Ivo Hahn, the CEO of the China office of executive search consultants Stanton Chase, said that in the last six months, air pollution has become an issue for candidates they approach. “It pops up increasingly that people say, ‘Well, we don’t want to move to Beijing’ or ‘I can’t convince my family to move to Beijing,’ ” he said.

Hahn thinks this trend will only strengthen over the next one or two years because the highest-level executives generally “are not working primarily for their survival.” Such employees, he said, “normally get a decent pay, they are generally reasonably well taken care of, so the quality of life actually does matter, particularly when they have children.”
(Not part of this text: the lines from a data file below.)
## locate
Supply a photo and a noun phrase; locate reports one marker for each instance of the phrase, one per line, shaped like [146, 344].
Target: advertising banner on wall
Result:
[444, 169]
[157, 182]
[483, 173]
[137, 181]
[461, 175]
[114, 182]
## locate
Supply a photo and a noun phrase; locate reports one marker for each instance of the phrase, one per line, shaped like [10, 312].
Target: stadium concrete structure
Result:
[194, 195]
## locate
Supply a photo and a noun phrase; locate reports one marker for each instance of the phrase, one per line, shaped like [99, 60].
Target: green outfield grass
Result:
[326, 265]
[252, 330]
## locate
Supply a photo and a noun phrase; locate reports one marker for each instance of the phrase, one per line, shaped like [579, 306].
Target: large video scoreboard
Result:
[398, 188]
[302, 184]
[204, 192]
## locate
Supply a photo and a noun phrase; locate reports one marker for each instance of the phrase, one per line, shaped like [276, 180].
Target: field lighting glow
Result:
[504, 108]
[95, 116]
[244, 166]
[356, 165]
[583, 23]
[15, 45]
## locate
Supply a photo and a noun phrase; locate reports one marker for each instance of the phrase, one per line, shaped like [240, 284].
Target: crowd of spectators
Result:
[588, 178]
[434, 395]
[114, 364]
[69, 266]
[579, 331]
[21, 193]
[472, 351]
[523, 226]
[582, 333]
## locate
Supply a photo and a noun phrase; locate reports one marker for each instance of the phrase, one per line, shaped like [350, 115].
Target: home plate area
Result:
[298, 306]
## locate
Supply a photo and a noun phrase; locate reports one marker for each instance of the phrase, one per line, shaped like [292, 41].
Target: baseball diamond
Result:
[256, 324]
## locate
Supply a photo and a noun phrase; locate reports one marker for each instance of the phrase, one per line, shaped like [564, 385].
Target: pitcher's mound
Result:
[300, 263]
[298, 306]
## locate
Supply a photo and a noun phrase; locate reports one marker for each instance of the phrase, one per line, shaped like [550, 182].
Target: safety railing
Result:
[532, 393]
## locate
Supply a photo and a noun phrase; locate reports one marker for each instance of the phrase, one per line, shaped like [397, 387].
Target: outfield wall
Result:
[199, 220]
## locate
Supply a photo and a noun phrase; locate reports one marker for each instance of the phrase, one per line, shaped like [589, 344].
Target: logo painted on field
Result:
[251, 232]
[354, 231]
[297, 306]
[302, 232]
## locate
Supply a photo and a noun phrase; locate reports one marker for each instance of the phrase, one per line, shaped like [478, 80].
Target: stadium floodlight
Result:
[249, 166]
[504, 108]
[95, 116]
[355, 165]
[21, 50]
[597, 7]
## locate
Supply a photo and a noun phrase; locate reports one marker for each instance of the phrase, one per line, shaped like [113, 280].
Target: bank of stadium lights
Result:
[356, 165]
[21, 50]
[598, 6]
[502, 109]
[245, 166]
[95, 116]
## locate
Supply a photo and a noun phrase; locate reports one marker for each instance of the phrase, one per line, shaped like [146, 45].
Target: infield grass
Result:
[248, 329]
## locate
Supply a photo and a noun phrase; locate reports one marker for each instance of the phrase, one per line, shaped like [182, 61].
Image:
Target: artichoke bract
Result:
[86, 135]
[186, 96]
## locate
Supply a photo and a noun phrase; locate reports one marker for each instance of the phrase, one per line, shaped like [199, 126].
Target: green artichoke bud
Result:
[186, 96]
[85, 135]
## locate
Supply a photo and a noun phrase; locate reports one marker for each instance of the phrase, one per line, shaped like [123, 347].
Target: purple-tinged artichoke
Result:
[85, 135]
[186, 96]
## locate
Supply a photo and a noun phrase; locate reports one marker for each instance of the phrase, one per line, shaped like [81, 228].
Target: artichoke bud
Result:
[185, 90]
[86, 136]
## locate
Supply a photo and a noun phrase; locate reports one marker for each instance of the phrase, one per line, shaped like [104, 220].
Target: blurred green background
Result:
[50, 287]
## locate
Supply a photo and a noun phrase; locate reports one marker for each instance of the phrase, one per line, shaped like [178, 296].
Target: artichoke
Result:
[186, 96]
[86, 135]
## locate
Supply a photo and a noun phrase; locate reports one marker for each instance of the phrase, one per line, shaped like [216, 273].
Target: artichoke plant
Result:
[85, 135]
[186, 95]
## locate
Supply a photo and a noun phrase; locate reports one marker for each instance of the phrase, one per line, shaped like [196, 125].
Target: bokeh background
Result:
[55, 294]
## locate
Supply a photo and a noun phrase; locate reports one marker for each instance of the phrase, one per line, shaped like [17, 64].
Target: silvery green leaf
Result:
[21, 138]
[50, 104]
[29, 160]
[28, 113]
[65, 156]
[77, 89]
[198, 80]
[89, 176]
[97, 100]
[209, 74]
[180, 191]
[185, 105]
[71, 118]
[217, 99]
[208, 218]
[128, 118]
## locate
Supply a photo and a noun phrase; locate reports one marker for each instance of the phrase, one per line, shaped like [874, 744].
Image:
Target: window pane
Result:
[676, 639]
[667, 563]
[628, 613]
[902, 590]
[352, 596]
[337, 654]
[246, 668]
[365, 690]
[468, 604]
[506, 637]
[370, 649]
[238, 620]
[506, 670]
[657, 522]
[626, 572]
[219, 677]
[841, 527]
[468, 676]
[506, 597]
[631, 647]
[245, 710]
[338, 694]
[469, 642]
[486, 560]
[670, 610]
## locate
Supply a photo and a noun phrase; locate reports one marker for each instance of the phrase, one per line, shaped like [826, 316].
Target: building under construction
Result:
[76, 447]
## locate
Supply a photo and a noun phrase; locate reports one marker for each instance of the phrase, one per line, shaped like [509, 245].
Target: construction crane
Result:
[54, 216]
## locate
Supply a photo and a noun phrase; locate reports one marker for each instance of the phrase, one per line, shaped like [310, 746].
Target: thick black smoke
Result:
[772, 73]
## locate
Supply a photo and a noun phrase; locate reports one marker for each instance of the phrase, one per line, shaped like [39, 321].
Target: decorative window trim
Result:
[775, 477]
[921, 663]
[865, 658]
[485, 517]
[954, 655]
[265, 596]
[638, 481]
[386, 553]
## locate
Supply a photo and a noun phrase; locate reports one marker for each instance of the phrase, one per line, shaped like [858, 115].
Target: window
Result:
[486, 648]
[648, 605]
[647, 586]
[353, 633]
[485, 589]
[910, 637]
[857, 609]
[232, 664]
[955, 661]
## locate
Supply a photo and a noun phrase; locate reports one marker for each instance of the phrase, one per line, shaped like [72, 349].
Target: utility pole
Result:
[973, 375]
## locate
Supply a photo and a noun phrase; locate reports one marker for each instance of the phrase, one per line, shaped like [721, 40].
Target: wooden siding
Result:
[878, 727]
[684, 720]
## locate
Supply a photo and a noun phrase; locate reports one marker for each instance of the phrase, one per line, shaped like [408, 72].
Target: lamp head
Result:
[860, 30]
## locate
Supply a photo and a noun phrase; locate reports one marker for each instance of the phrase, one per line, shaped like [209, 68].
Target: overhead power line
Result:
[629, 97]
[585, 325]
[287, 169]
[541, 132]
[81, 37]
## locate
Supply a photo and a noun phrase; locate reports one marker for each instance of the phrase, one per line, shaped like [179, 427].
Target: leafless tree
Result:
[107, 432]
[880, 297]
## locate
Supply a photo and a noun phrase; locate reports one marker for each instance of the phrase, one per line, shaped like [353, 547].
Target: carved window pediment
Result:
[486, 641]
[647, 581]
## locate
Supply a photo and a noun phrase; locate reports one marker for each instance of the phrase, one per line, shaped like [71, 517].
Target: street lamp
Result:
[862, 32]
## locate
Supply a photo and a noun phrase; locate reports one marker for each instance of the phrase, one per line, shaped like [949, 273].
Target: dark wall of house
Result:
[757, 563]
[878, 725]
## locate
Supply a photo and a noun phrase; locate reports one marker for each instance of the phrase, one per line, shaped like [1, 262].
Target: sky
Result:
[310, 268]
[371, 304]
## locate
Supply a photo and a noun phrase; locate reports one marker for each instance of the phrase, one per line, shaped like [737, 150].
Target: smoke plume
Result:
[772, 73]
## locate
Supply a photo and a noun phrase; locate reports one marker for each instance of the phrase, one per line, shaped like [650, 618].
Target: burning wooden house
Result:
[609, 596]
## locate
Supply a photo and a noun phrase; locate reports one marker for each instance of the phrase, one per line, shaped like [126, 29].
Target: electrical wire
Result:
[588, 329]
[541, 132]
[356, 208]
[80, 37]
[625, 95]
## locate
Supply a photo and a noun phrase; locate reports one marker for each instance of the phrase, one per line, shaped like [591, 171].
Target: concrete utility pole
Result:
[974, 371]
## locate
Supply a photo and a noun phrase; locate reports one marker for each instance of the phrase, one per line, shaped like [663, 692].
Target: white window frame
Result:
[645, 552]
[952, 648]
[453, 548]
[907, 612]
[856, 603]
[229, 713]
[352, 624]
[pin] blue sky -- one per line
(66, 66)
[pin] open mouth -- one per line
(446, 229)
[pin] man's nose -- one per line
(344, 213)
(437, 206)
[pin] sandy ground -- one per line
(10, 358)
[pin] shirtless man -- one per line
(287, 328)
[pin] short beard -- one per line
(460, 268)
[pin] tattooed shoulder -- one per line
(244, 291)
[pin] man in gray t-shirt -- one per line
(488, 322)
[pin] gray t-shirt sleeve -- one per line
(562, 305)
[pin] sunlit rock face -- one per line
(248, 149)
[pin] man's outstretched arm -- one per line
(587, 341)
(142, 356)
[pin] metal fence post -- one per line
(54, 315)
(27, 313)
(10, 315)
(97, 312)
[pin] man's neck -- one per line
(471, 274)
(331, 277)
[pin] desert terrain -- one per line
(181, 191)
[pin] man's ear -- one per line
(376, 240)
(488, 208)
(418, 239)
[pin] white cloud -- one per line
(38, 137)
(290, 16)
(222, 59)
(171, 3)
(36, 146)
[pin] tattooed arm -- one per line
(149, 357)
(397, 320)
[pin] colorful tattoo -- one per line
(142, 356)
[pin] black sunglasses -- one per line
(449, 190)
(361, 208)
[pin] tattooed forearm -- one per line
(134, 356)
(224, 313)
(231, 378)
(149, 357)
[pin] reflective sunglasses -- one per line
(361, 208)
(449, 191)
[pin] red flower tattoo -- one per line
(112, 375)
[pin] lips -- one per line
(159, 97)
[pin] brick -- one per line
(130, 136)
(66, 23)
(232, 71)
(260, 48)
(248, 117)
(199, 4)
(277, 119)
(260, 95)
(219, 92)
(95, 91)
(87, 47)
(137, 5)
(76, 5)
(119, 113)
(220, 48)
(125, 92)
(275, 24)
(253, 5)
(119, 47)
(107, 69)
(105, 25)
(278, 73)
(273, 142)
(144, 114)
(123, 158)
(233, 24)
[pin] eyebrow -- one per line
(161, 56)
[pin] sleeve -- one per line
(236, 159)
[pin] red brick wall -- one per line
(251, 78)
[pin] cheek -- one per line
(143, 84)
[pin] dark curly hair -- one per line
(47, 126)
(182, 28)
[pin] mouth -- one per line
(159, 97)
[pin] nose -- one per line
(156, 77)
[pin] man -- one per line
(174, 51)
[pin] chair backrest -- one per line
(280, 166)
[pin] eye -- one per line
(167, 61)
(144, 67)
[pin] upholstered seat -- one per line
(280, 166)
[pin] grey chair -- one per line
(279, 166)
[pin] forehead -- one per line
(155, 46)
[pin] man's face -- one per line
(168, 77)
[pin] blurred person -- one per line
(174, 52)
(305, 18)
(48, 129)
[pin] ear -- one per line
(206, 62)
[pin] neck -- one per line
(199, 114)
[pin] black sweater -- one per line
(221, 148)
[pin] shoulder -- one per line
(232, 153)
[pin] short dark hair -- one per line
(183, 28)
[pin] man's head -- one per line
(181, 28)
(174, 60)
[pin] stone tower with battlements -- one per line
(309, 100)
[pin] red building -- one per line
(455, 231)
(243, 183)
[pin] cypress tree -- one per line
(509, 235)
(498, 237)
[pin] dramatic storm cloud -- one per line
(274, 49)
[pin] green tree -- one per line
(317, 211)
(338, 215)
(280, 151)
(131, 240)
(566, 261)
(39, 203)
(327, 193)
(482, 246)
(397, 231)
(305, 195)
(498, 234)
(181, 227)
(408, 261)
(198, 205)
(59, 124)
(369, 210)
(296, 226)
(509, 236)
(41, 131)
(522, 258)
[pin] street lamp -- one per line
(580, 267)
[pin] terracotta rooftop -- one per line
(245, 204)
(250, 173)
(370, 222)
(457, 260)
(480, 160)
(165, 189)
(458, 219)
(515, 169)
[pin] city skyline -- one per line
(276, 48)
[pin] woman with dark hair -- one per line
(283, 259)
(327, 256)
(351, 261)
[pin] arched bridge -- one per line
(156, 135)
Some, however, say that China has become too important economically for up-and-coming corporate executives to ignore. It generates a large and growing share of profits for global companies while still offering a vast untapped potential.

“It’s increasingly important for people who want to have careers as managers in multinational companies to have international experience, and as part of their career path and in terms of international experience, China is one of the most desirable places because of the size of the market and growth and dynamism of the market,” said Christian Murck, president of the American Chamber of Commerce in China.

Hahn said the effects of expats refusing to relocate to China aren’t going to be felt overnight, but eventually “either companies will have to pay a higher price overall because maybe candidates may have to commute, as an example, or they may lower their standards or they may offer the position to somebody who may actually not be quite as qualified.”

If the trend worsens, it would have some economic impact, said Alistair Thornton, senior China economist at IHS in Beijing.

“Expats contribute almost nothing to China’s growth because the numbers are just tiny, but intangibly they contribute quite a significant amount” by introducing foreign technology, best practices and Western management techniques “that Chinese companies are harnessing and using to drive growth,” said Thornton.

He is leaving Beijing in June, citing air pollution as one of the factors.